I grew up in an abusive household where everything about me was criticised constantly and where I was constantly told I wasn't good enough. I've managed to get past a lot of it and have developed self talk/coping strategies for the others than mean I am able.to 'function'. Albeit at a lower level than I might have otherwise.
The one area where I just can't manage my own thoughts is my body image. I look at myself and all I can see are the flaws my parents identified constantly.
When I left home for university at 18, i was 5'4" and 8st 3. My measurements were 34-24-35. And I was still told I was fat and criticised for my body shape - hips, thighs, bum too big; boobs not big enough and compared unfavorably with other girls. I was told no one would ever want me or love me as a result. This was compounded in my early 20s by my best friend who described me as looking like I'd been poorly constructed out of left over, ill matched body parts.
The criticisms were reinforced all around me by the media, my boys/men I dated which makes it harder.
Now, 20+ years on, I still can't view myself positively. I am crippled by these feeling soft self doubt and unworthiness. I can't have a relationship as a result. When I am single, I feel confident, attractive and sexy. I 'sparkle'. Yet I lose all of this as soon i get into a relationship. All the fears and self loathing flood my mind and I spiral until I end up ending it. Within 48 hrs, I'm back to feeling confident and attractive again.
I feel I take up too much space; i feel embarrassed for anyone i am dating that they will be seen with me; i feel unattractive with them; I accept rare compliments graciously but inside they cut me like a knife and feel like insults and they hurt just the same.
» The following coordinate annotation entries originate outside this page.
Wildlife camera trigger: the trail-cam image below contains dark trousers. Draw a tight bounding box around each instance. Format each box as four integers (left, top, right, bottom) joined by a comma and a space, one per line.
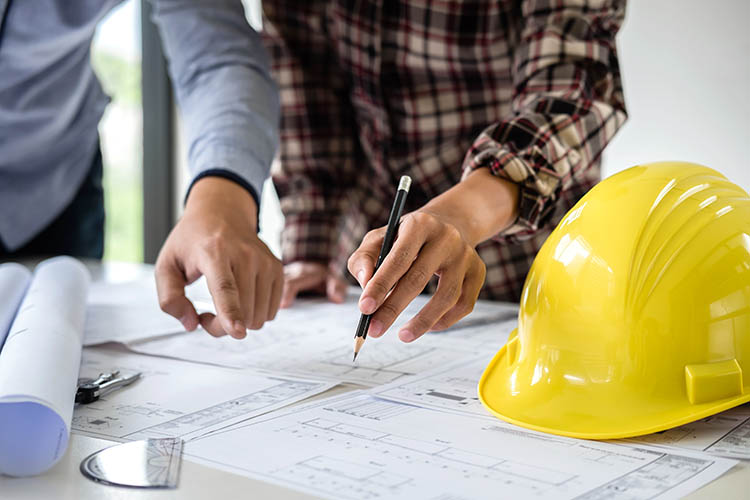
0, 148, 104, 260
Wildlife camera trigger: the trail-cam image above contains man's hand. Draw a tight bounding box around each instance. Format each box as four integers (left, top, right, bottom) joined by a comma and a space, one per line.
281, 262, 347, 308
156, 177, 283, 339
348, 210, 485, 342
348, 169, 519, 342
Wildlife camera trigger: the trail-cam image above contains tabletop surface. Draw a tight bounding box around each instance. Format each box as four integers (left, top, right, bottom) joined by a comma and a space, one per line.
0, 263, 750, 500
There have been many times where I've mistaken a compliment for an insult and it's sometimes been many years before it was clarified for me.
I use a lot of self talk to manage how i feel about it so the self loathing no longer results in fantasies of self harm but I can't see myself positively - the belief is just so fundamental.
I use positive affirmations; I go to the gym so that I'm aware of my body getting stronger and what it can do; I eat well but none of them really help.
I know that no one is perfect and we are all beautiful in our own way. I don't think anyone else has to be slim/beautiful/perfect to be loved but I just don't believe it would be possible for anyone to find me attractive or love me because of my body.
I've had counselling and CBT but it feels like I'm playing mind games with myself.
Has anyone else felt like this and what did you do to change it?
Im getting pretty desperate now having just ended another relationship because of it.